On appeal, the Court of Appeal upheld the trial court’s decision and upheld the amount of damages the franchisee was awarded. In discussing contractual interpretation generally, the court stated that courts must give intention to the parties in accordance with the written word of the document and “presumes that the parties have intended what they have said”. The contract should be interpreted as a whole in a manner that gives meaning to all of its terms and in accordance with commercial principles and business sense. The Court of Appeal found that the trial judge applied sound principles of contractual interpretation in concluding that the franchise agreement was not ambiguous and was clear as to its intention to grant a renewal to the whole of the “Bayshore Shopping Centre” and not just to a specific unit occupied by the franchisee at the time.
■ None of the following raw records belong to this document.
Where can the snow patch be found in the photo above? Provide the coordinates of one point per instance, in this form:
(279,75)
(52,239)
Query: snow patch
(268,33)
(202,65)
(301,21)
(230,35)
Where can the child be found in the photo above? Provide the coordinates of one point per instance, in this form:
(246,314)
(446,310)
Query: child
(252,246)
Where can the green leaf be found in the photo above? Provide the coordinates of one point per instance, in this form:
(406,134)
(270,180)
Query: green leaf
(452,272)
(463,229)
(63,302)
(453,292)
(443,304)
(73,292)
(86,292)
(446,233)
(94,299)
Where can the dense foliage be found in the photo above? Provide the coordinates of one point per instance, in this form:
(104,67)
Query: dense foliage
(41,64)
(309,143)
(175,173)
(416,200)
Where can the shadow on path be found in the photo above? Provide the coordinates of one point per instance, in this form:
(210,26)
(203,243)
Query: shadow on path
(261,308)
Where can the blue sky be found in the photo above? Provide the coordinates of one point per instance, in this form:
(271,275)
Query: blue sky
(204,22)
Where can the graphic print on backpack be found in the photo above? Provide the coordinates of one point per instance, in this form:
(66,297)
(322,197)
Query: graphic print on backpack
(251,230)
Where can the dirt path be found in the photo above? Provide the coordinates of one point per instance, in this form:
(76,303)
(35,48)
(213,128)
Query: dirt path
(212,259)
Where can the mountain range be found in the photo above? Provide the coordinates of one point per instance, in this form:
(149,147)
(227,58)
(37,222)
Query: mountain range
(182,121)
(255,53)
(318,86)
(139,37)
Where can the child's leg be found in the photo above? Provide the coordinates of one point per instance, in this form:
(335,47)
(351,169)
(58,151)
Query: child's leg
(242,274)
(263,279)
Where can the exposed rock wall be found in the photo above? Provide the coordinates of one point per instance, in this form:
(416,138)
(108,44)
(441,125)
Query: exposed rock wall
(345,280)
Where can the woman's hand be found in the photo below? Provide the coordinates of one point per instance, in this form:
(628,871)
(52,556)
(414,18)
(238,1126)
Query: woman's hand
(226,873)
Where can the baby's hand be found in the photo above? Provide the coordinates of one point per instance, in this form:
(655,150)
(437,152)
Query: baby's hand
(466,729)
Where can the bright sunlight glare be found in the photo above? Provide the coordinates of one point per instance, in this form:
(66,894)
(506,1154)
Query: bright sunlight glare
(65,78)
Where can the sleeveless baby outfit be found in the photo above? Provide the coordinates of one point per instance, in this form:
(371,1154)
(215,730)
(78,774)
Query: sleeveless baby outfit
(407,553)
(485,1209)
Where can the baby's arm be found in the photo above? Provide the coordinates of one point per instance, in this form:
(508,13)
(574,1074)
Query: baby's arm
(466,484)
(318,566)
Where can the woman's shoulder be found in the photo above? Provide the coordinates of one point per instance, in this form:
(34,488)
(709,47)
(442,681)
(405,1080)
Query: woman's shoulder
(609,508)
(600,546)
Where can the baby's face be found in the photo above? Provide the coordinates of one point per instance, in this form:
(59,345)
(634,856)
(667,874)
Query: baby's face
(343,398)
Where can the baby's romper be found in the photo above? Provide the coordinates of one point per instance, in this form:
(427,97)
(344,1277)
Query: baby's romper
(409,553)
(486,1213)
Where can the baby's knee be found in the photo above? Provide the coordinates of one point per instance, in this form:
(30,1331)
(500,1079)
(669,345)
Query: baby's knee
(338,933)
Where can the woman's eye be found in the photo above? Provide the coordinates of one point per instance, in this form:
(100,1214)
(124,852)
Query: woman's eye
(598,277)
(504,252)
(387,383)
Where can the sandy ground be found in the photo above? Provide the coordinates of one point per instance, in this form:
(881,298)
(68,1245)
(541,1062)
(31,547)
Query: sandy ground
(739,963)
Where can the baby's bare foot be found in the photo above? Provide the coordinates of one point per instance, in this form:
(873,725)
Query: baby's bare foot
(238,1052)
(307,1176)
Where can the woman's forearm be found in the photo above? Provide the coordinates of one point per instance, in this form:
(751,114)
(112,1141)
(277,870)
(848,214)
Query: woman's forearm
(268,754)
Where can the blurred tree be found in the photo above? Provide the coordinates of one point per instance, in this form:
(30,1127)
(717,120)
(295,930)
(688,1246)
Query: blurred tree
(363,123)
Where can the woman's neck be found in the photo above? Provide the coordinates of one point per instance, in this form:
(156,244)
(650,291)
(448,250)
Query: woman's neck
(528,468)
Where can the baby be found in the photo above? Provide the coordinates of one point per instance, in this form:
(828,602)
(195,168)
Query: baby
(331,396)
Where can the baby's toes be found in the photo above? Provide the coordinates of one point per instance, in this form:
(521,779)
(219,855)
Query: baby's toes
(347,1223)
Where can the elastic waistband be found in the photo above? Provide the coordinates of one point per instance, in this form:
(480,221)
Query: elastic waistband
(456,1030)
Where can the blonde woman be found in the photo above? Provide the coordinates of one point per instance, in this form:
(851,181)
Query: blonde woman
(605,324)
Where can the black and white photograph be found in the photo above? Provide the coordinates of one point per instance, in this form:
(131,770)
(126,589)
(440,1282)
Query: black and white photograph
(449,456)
In its analysis of the breach of the duty of good faith, the Court of Appeal found that given the trial judge’s finding that the agreement granted the franchisee with a right of renewal to the whole Bayshore Shopping Centre, the franchisor was therefore in a breach of the duty of good faith for failure to uphold the renewal provisions of the agreement.
In its assessment of the amount of damages awarded to the franchisee, the defendant franchisor submitted that the trial judge should have only awarded damages under the Wishart Act to compensate the franchisee for its pecuniary losses, and no damages should be awarded for non-pecuniary losses (referring to the $50,000 breach of good faith award). The Court of Appeal stated that the Wishart Act “deserves a broad and generous interpretation” and is “intended to redress the imbalance of power as between a franchisor and franchisee” and “provide a remedy for abuses stemming from this imbalance”. Any breach of the duty of good faith and fair dealing was held to be egregious conduct and “precisely the mischief that this legislation was enacted to remedy”. Therefore, the Court of Appeal found that s. 3(2) of the Wishart Act permits an award of damages for the breach of duty of good faith separate and in addition to awards for pecuniary losses. The Court of Appeal concluded by saying that any award under s. 3(2) should be “proportionate to the degree of the breach or offending conduct in the particular circumstances”.